They don’t trust them.

They won’t believe them when they explain how letting Jeremy Lin walk was a basketball decision, pure and simple. Won’t believe there isn’t any of a dozen possible conspiracies at work here, that there’s an angry owner or a betrayed brass settling vendettas rather than thinking clearly and acting cleverly.

This isn’t a mistrust born this week, of course. This goes back to an old administration’s decision to trade Patrick Ewing rather than let his contract expire, which we know now was the iceberg looming in the dark horizon. This is Allan Houston’s six-year, $100 million contract that helped break the boat in two.

This is Isiah Thomas’ reign of error, and the Larry Brown fiasco, Stephon Marbury, and Eddy Curry, and two wasted years pining for LeBron James. Mostly, of course, this is a fundamental wariness that exists between Knicks fans and James Dolan, the owner who has overseen the franchise’s fall from a perennial playoff participant that once won at least one playoff series in nine straight seasons to one that has one playoff victory since 2001.

“If the people who run my basketball team told me the sky was blue,” a Knicks fan named Greg O’Malley emailed yesterday, “I wouldn’t believe them for a second. I hate that I feel that way. But I feel that way.”

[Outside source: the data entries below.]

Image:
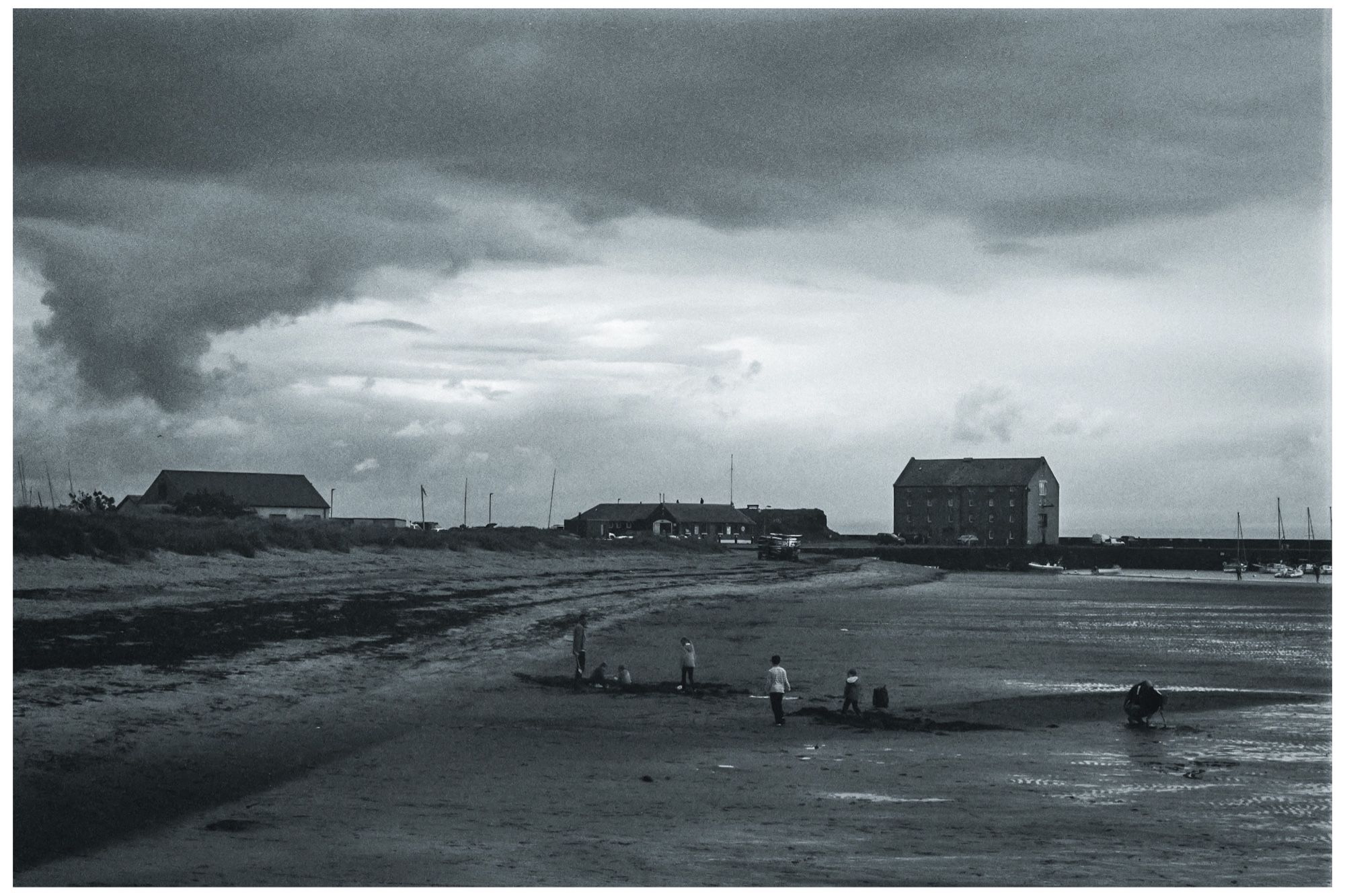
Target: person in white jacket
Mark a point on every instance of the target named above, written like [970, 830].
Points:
[688, 665]
[777, 682]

The Knicks have themselves to blame for this, of course, thanks to a decade of mismanagement that wasn’t just bad, wasn’t just comically bad but was cynically bad. Dolan stubbornly retained Isiah as the face of his franchise, and that friendship still looms in the back of many Knicks fans’ minds, even as more stories emerge that they may not be BFFs any more. It seemed the day after the Knicks finally snuck over the .500 mark for the first time in a generation, they quintupled ticket prices.

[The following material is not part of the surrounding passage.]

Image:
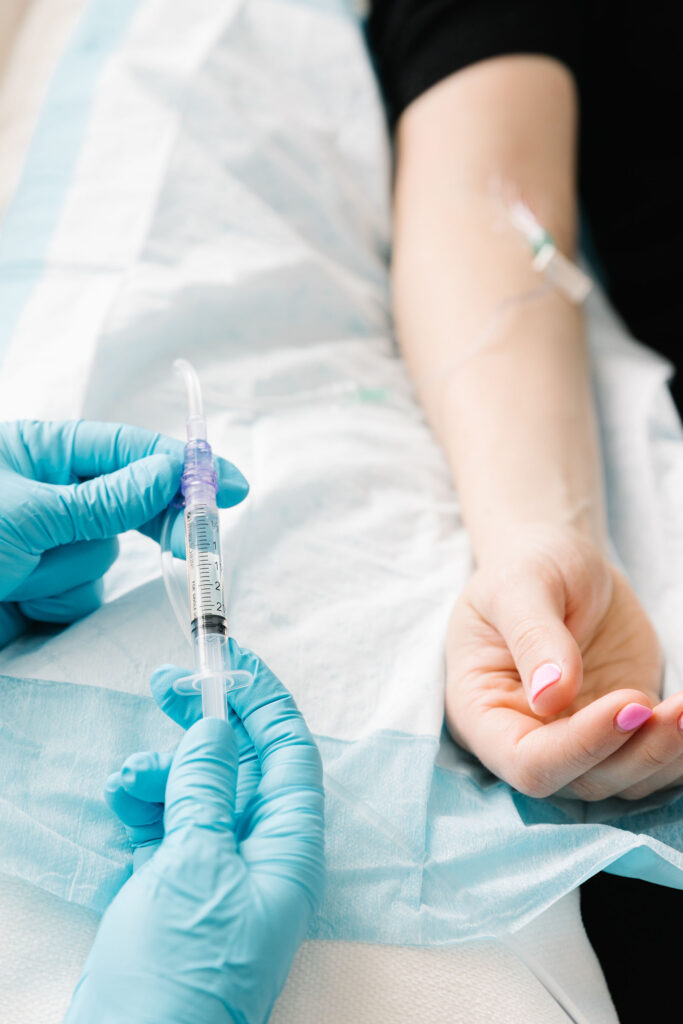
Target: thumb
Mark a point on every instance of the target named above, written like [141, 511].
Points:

Fans endure a lot. It’s what makes them fans.

It’s what also makes them skeptical.

Look: Maybe it’s possible that what we saw in the throes of Linsanity was the player Jeremy Lin is destined to be. Maybe he is a modern Cousy. Maybe the red flags — the poor defense, the inability to go left, the way every motivated opponent from Mario Chalmers to Deron Williams to Jason Kidd seemed to make him shrink, the fact that dozens, if not hundreds, of scouts and GMs and coaches were unanimously unimpressed with him — will disappear and the Lin we saw through all of February and part of March will be the Lin we see the rest of his career.

Or maybe he’s what sober voices kept insisting even as he was performing the basketball equivalent of the loaves and fishes last winter: a good player, very good as a ceiling. Serviceable, not a star. And the league will catch up to him eventually.

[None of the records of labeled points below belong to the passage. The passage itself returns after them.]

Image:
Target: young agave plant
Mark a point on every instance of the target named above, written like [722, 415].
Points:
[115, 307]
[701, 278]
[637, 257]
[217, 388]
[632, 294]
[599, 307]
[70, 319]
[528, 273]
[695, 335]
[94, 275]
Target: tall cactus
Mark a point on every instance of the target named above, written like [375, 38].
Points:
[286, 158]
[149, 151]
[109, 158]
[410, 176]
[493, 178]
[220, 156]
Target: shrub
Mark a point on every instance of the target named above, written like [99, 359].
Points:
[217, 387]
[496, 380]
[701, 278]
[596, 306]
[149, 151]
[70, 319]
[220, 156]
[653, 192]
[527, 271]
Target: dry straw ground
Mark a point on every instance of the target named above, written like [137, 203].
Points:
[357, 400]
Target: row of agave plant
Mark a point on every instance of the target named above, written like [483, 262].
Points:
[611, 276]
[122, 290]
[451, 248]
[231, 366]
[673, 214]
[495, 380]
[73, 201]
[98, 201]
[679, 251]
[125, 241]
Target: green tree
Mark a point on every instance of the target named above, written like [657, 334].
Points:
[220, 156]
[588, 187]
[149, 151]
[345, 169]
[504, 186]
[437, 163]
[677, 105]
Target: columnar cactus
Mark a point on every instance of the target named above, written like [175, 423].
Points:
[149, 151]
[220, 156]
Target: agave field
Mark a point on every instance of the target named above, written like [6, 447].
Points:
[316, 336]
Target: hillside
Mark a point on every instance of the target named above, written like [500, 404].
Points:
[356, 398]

We don’t know. Nobody knows. That’s the biggest problem. The Knicks sure look like they’re willing to bet on the “pass” line, and if they were the Spurs or the Thunder, if they were run by the darlings of the basketball savants, there might be some shaken heads but few shaken fists. But the Knicks don’t have that kind of credibility.

Quick stat, food for thought: The one thing we can probably agree on is that Lin and Raymond Felton both enjoyed their basketball pinnacles, to date, in Mike D’Antoni’s offense. Under Mike Woodson, these were Lin’s averages last year: 28.0 minutes, 13.3 points, 5.4 assists, 43 percent shooting from the floor, 29 percent from 3.

These were Raymond Felton’s, in what everyone concedes was a poor season in Portland: 31 minutes, 11.4 points, 6.5 assists, 41 percent shooting, 31 percent from 3.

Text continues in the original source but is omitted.